An Inside Look at AM Parts
Lumafield offers computed tomography (CT) scanners, not to use on human patients but on manufactured parts and products. They’re meant to be diagnostic tools to uncover imperfections and flaws invisible to the naked human eye.
Jon Bruner, product lead for Lumafield, says medical device makers tend to use his firm’s CT scanners to scan their prototypes as well as manufactured parts. It’s particularly useful to understand “the interactions between the different internal components,” he says.
For inspecting the exterior surface quality or accuracy, high-resolution 3D scanners would suffice. But for the components inside, CT scanning is the best approach. “If your medical device has a gasket with a seal, for example, you need to make sure the O-ring is properly closed. You can cut open the part to see the cross-section, of course, but that’s a destructive method,” Bruner explains.
rms Company, a supplier to the medical device industry, is now relying more on additive manufacturing (AM) for mass production. With direct metal deposition (DMD), the company can include lattices and gyroids, known for better bone adherence to textured surfaces. Such features are also becoming more prevalent due to the rising popularity of generative design software. But they also invite trapped powders and fragments, posing challenges in cleaning and inspection.
rms could inspect its AM parts with coordinate measuring machines; however, the method requires expert operators, and is time-consuming. With designers using algorithms to resize rms products incrementally, “a single spinal implant product can have over 100 different SKUs,” says Ryan Kircher, rms Company’s senior AM engineer. With Lumafield’s scanners, rms can inspect many more units in just a fraction of the time previously required.
“With AM, there’s porosity, consistency and dimensional tolerances. CT scanning is not just to see if the part meets the requirements; you also get better insights into how an AM part could fail,” says Bruner. In scan results, porosity or inconsistent material density is easily detected. Lumafield scanners can resolve features up to 25 microns, Bruner verifies. “Typical lattices in AM are 100 microns or larger, so our machine offers more than adequate resolution.”
Butterfly Network’s mission is to bring medical imaging to everyone around the globe. The company describes its lightweight handheld body-imaging devices as “ultrasound on a chip,” made possible by semiconductors, artificial intelligence and cloud technology.
Last December, Butterfly Network adopted the Cadence Clarity 3D Solver “to support and enhance the design of its handheld, single-probe, whole-body ultrasound system,” according to an announcement from Cadence Design Systems.

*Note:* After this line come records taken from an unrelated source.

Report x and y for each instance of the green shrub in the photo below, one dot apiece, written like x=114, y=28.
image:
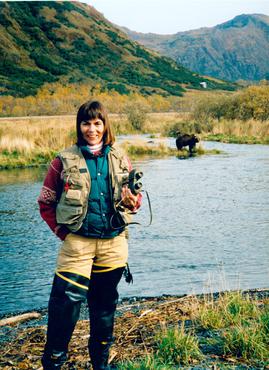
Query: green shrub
x=246, y=342
x=175, y=347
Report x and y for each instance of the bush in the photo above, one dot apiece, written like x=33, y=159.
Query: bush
x=175, y=347
x=136, y=114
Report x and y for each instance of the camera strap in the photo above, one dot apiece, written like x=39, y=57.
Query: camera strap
x=118, y=217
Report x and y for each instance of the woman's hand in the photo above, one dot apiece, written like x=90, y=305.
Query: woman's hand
x=128, y=199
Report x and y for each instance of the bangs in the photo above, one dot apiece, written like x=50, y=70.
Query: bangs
x=90, y=113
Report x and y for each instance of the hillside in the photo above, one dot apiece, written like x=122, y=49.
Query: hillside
x=70, y=42
x=237, y=49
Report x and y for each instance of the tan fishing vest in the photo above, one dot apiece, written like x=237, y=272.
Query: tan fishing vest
x=73, y=204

“The Cadence front-to-back system design and analysis flow enables our engineers to identify design problems quickly and accurately and, more importantly, allows us to get products to the field sooner,” says Nevada Sanchez, co-founder and engineering VP of Butterfly Network.
The Clarity 3D Solver is an electromagnetic (EM) simulation software tool for designing critical interconnects for printed circuit boards, integrated circuit (IC) packages and system on IC (SoIC) designs. The software is architected to run on multicore clusters to speed up simulation.
Butterfly Network uses the finite element method solver that runs on CPU clusters only. Cadence also offers the Clarity 3D Transient Solver for finite difference time domain (FTDT) problems, which can run on CPU and graphics processing unit clusters. Many of Cadence customers install and use the software on premise; however, in June, Cadence launched Cadence OnCloud, a SaaS platform. The new offering includes the option to run Cadence Clarity 3D from a web browser.